Predawn Atlas V launch visible for hundreds of miles

Atlas V launch

CAPE CANAVERAL, Fla. - An Atlas V rocket flashed through the predawn sky as it blasted off from Cape Canaveral Air Force Station at 6:28 a.m. Friday. It carried a a Mexican government communications satellite toward orbit on United Launch Alliance’s 100th mission.

The launch from Launch Complex 41 used 1.6 million pounds of thrust, lighting up a low deck of clouds before shooting through into darkness.

The rocket with  Mexican communication satellite left swirls of vapor from it contrails in the Floridas sky that could be seen as far south as Miami. The white streaks stood out clearly in the ink blue of the early morning as the waning gibbous moon still hung high

Instead of at the opening of Friday’s 20-minute window, liftoff came at the end of it.

The launch came after several holds including a dramatic hold with less than a minute left in the countdown when a boat strayed into the hazard area, USA Today reported.
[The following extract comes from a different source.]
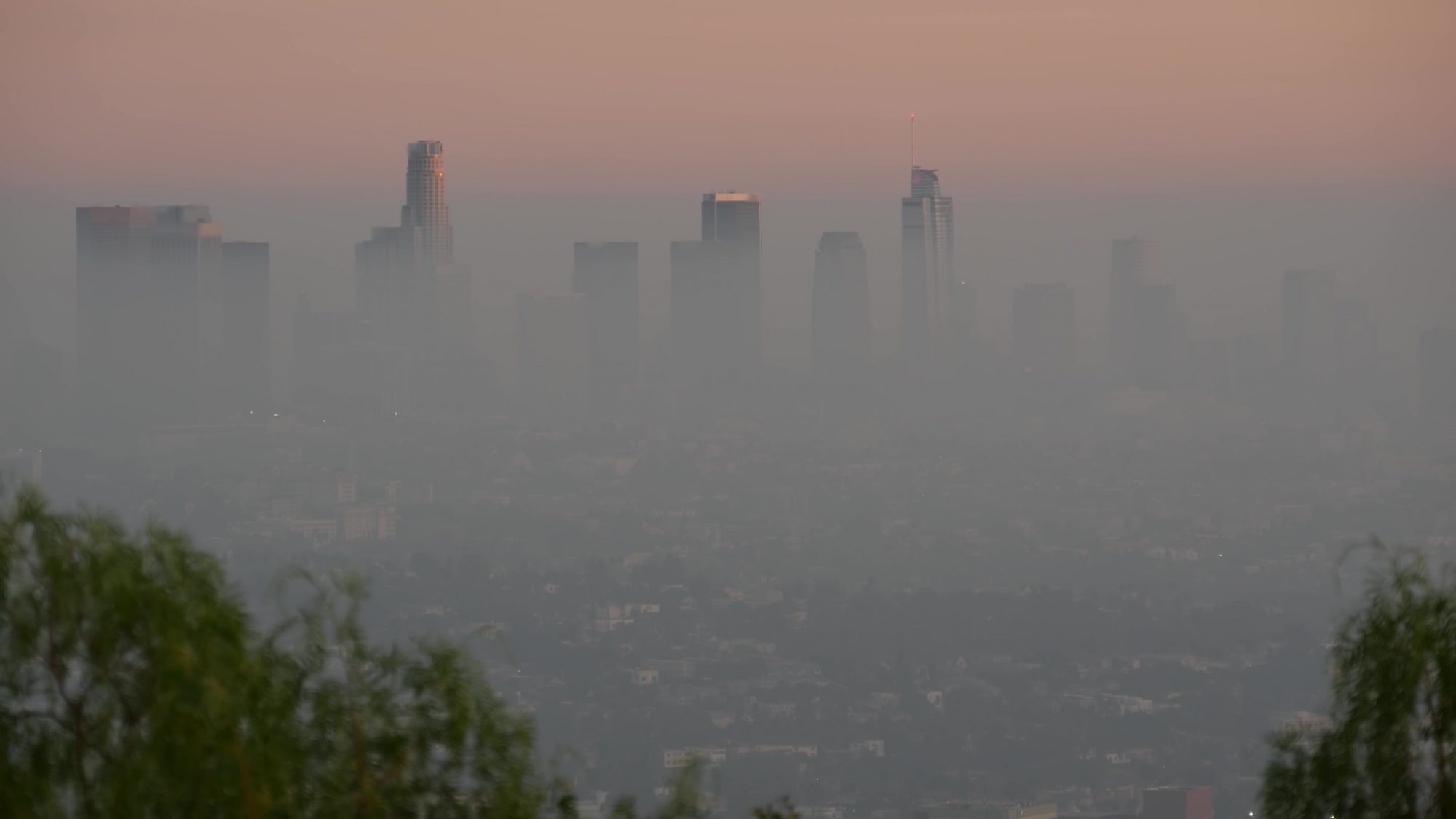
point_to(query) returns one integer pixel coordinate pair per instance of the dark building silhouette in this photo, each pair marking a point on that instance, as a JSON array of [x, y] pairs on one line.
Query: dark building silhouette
[[606, 274], [935, 305], [408, 288], [841, 308], [1043, 330], [733, 223], [148, 308]]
Weather conditions, including a towering 13,000-foot cloud also kept the attention of NASA and U.S. Air Force range officers.
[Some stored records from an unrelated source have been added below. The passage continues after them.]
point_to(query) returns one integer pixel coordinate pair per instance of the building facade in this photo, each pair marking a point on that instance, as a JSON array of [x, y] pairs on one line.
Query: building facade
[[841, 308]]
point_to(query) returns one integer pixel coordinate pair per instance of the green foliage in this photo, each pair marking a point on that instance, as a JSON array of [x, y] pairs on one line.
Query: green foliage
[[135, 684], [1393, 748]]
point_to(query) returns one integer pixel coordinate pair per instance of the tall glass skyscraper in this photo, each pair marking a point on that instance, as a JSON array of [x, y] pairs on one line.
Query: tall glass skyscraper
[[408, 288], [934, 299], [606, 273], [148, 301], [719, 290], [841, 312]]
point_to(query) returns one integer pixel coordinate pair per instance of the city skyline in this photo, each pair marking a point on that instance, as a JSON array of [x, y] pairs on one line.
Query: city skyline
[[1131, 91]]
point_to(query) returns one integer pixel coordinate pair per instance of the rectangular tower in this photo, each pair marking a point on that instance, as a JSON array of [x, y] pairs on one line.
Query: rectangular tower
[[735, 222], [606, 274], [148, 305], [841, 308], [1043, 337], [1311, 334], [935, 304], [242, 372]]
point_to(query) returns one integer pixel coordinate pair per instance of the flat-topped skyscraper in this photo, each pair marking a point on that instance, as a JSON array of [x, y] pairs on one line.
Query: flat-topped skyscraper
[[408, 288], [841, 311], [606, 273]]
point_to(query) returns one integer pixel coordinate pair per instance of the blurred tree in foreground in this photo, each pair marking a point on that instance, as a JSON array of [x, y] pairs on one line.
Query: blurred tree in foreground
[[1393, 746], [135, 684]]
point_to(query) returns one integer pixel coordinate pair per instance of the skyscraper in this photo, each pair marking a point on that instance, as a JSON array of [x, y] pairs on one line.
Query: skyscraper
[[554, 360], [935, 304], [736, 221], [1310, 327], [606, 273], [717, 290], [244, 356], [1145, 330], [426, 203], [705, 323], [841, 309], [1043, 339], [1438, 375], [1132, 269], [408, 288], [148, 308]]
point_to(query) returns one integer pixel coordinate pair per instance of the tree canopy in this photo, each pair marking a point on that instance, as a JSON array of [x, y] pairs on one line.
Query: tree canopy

“It just added excitement to the mission,” said Omar Charfen, the Mexsat program manager. “It’s a long flight, so we still need to wait until the end.”
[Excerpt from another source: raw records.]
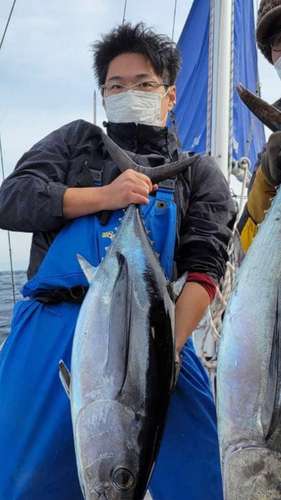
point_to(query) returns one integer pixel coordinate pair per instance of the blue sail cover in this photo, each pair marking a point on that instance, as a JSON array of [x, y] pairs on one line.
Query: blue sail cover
[[192, 83]]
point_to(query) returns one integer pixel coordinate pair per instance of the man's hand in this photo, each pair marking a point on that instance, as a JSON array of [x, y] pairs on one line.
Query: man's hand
[[190, 308], [129, 187], [271, 159]]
The Boeing made Morelos-3, the third of three ordered from Boeing to form Mexico’s $1 billion Mexsat constellation, was deployed 2 hours and 52 minutes after liftoff on a trajectory that put it 22,300 miles over the equator.

Two more Atlas Vs could launch this month, including a national security satellite targeting a liftoff next Thursday morning from Vandenberg Air Force Base in California. Launch of a Global Positioning System satellite from Cape Canaveral is planned at the end of the month.

United Launch Alliance is a joint venture owned by Boeing and Lockheed Martin, which merged their Atlas and Delta rocket fleets in December 2006.

The Colorado-based company has a near-perfect launch record since then, but is beginning an overhaul to phase out use of the Atlas V’s Russian main engine and lower costs to compete with SpaceX and international competitors in the commercial launch market.

United Launch Alliance has begun developing the new Vulcan rocket, which it hopes will be ready to fly for the first time in 2019.